Observed variable using custom function

I’m trying to implement in the “non-pedagogical learner” in section 3.1.1 of this paper. The observation itself is a list {(x1, y1), ... (xn, yn)}, we’re trying to infer a rule r, and the likelihood function is a complicated function of the two: exp(-b*Q_r(c)).

I can’t seem to figure out how to make an observed variable in pymc using a custom function that I define (Q_r). The problem is that Q_r is a function of a random variable, so it’s not instantiated until I sample proposed_regex, but I can’t make it a fully deterministic variable because I need to index into an dictionary with the value of proposed_regex (which I can’t do because it’s a RV).

Here was how I did it in pymc2, where I just had to return the log-likelihood from a function with the observed decorator (this also felt kind of wrong to me, unsure if there was a more proper way to do it).

@pm.observed(name="examples")
def examples(value=obs_corpus, r=proposed_regex):
    Q_r = sum([q_r(r, corpora_data[ex]) for ex in obs_corpus])
    return -beta*Q_r

Here’s my attempt (not runnable, but perhaps inspecting my model definition would help debug the problem):

# Observed data
obs_corpus = [0, 1, 2, 0, 1, 2, 0, 1, 2, 0, 1, 2]
beta = 1

learner_model = pm.Model()
with learner_model:
    # Regex priors
    priors = np.array([math.exp(-len(r)) for r in all_hypotheses])
    priors = priors / np.sum(priors)
    proposed_regex = pm.Categorical("proposed_regex", p=priors) 
    
    def q_r(regex, ex):
        """
        Returns 1 if example is labeled incorrectly, 0 o/w.
            ex: a tuple (<example>, <teacher label>) = ("aaa", 1)
        """
        return xor(ex[1], match(all_hypotheses[regex], ex[0]))

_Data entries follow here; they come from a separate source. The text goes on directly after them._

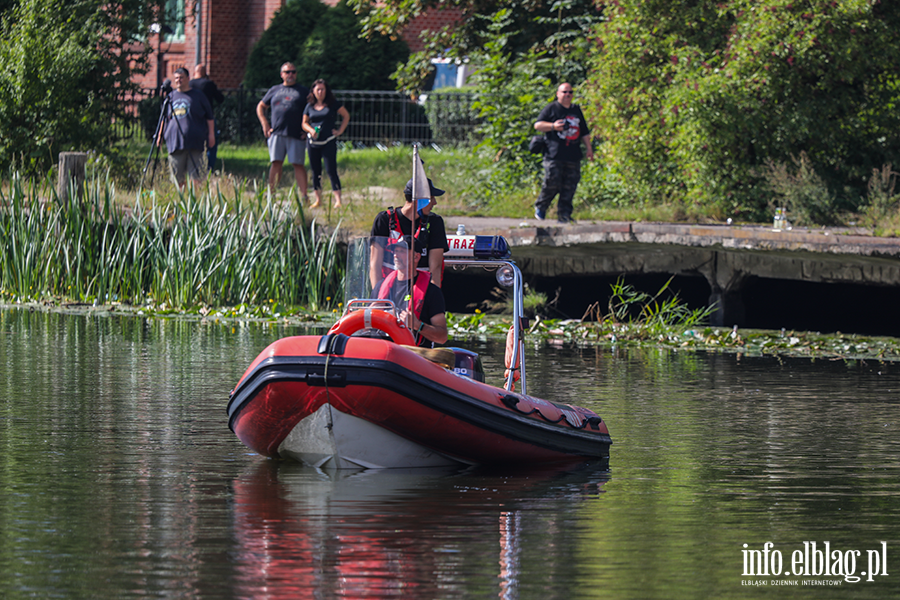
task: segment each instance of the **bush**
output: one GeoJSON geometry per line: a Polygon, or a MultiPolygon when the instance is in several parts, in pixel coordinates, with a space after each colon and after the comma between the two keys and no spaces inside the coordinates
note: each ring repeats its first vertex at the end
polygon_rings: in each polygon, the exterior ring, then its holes
{"type": "Polygon", "coordinates": [[[346,0],[329,9],[295,55],[297,81],[324,79],[334,90],[393,90],[391,73],[409,57],[406,42],[360,38],[359,17],[346,0]]]}
{"type": "Polygon", "coordinates": [[[877,225],[883,220],[890,220],[897,215],[900,196],[896,194],[898,173],[890,163],[881,169],[872,169],[872,177],[868,184],[868,206],[865,207],[866,220],[877,225]]]}
{"type": "MultiPolygon", "coordinates": [[[[276,12],[269,28],[250,53],[244,86],[270,88],[281,83],[281,65],[296,60],[307,37],[327,10],[319,0],[293,0],[276,12]]],[[[341,39],[345,38],[346,33],[341,36],[341,39]]],[[[299,73],[297,75],[297,81],[303,85],[308,86],[311,82],[305,81],[299,73]]]]}
{"type": "Polygon", "coordinates": [[[22,0],[5,15],[0,168],[37,172],[62,150],[108,150],[113,122],[130,118],[120,93],[135,89],[143,64],[144,50],[129,45],[142,20],[152,22],[138,0],[22,0]]]}
{"type": "Polygon", "coordinates": [[[482,123],[472,108],[474,94],[459,88],[441,88],[425,100],[431,135],[441,143],[471,144],[480,139],[476,127],[482,123]]]}
{"type": "Polygon", "coordinates": [[[797,225],[833,225],[837,222],[834,196],[822,177],[816,173],[806,152],[792,157],[794,169],[786,163],[766,163],[765,178],[780,202],[769,204],[773,213],[778,207],[788,211],[788,220],[797,225]]]}
{"type": "Polygon", "coordinates": [[[654,202],[768,220],[772,163],[800,177],[795,217],[827,223],[900,156],[897,3],[621,0],[605,16],[588,118],[654,202]],[[790,166],[801,151],[816,181],[790,166]]]}

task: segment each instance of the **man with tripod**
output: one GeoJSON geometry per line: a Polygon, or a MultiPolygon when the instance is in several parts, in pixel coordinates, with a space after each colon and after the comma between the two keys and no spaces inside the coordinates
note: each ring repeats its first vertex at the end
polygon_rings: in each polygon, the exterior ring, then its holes
{"type": "Polygon", "coordinates": [[[158,146],[163,137],[169,150],[169,169],[178,190],[184,189],[187,173],[194,184],[202,181],[204,143],[216,145],[216,127],[212,107],[203,92],[192,90],[187,69],[181,67],[172,77],[172,91],[165,102],[165,126],[156,138],[158,146]]]}

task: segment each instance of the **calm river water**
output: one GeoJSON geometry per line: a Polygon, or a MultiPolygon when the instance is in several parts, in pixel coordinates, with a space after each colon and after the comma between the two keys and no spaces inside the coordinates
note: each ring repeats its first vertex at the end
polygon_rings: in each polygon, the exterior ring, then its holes
{"type": "Polygon", "coordinates": [[[900,595],[898,364],[533,348],[529,392],[600,413],[609,472],[334,473],[227,426],[295,333],[0,311],[0,597],[900,595]]]}

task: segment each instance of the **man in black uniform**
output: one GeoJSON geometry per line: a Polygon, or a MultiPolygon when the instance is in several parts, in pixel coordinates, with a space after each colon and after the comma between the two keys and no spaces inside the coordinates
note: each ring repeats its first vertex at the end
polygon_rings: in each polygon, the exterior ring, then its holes
{"type": "Polygon", "coordinates": [[[306,179],[306,132],[303,131],[303,109],[306,108],[309,88],[297,83],[297,67],[286,62],[281,65],[282,83],[269,88],[256,105],[256,116],[262,125],[269,146],[269,187],[274,189],[281,179],[284,157],[294,165],[294,178],[303,201],[309,200],[306,179]],[[272,123],[266,111],[272,109],[272,123]]]}
{"type": "Polygon", "coordinates": [[[544,183],[534,217],[543,221],[553,197],[559,194],[556,216],[560,223],[572,223],[572,198],[581,180],[581,144],[585,145],[588,160],[594,160],[591,132],[581,108],[572,103],[572,85],[561,83],[556,89],[556,101],[544,107],[534,128],[547,138],[544,153],[544,183]]]}
{"type": "Polygon", "coordinates": [[[444,219],[440,215],[432,214],[431,209],[437,204],[436,197],[443,196],[444,190],[434,187],[429,179],[428,186],[431,192],[431,202],[421,211],[416,210],[413,201],[412,180],[406,183],[403,194],[406,202],[400,208],[390,207],[375,216],[372,222],[371,236],[378,238],[380,244],[372,248],[371,263],[369,265],[369,279],[372,285],[376,285],[391,269],[392,258],[389,255],[393,240],[403,235],[413,235],[421,242],[421,256],[417,264],[420,269],[431,271],[431,281],[441,287],[443,276],[444,252],[450,249],[447,243],[447,232],[444,228],[444,219]],[[416,231],[412,231],[413,216],[416,219],[416,231]],[[387,248],[385,247],[387,244],[387,248]],[[385,255],[385,251],[388,255],[385,255]]]}
{"type": "MultiPolygon", "coordinates": [[[[194,67],[194,78],[191,79],[190,85],[192,90],[203,92],[206,99],[209,100],[209,105],[212,107],[213,113],[216,112],[216,105],[225,101],[225,96],[219,91],[219,86],[206,75],[205,65],[197,65],[194,67]]],[[[219,130],[218,123],[215,123],[215,120],[215,117],[213,117],[213,130],[216,134],[216,145],[206,148],[206,165],[210,172],[214,171],[216,168],[216,154],[219,150],[219,130]]]]}

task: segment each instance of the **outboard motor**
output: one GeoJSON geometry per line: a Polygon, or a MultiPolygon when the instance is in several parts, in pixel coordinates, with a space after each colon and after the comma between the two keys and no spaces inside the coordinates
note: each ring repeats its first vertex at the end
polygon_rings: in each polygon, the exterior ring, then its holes
{"type": "Polygon", "coordinates": [[[481,366],[481,357],[477,352],[465,348],[447,348],[452,350],[456,357],[453,372],[484,383],[484,367],[481,366]]]}

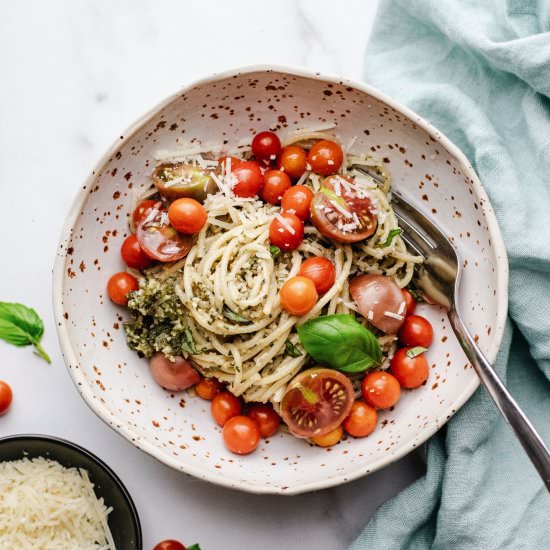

    ## The next two lines are broken
    Q_r = pm.Deterministic("Q_r", sum([q_r(proposed_regex, corpora_data[ex]) for ex in obs_corpus])) # total number of incorrect examples
    examples = pm.Exponential("examples", 1, observed=math.exp(-beta*Q_r)) 

I would suggest you to turn the function q_r into a matrix and index to it for boolean computation. Specifically, you dont need to compare the actually string within q_r for your purpose, as long as you have the index it is sufficient. Working with matrix also allow you to avoid the for loop and easier to use theano operation.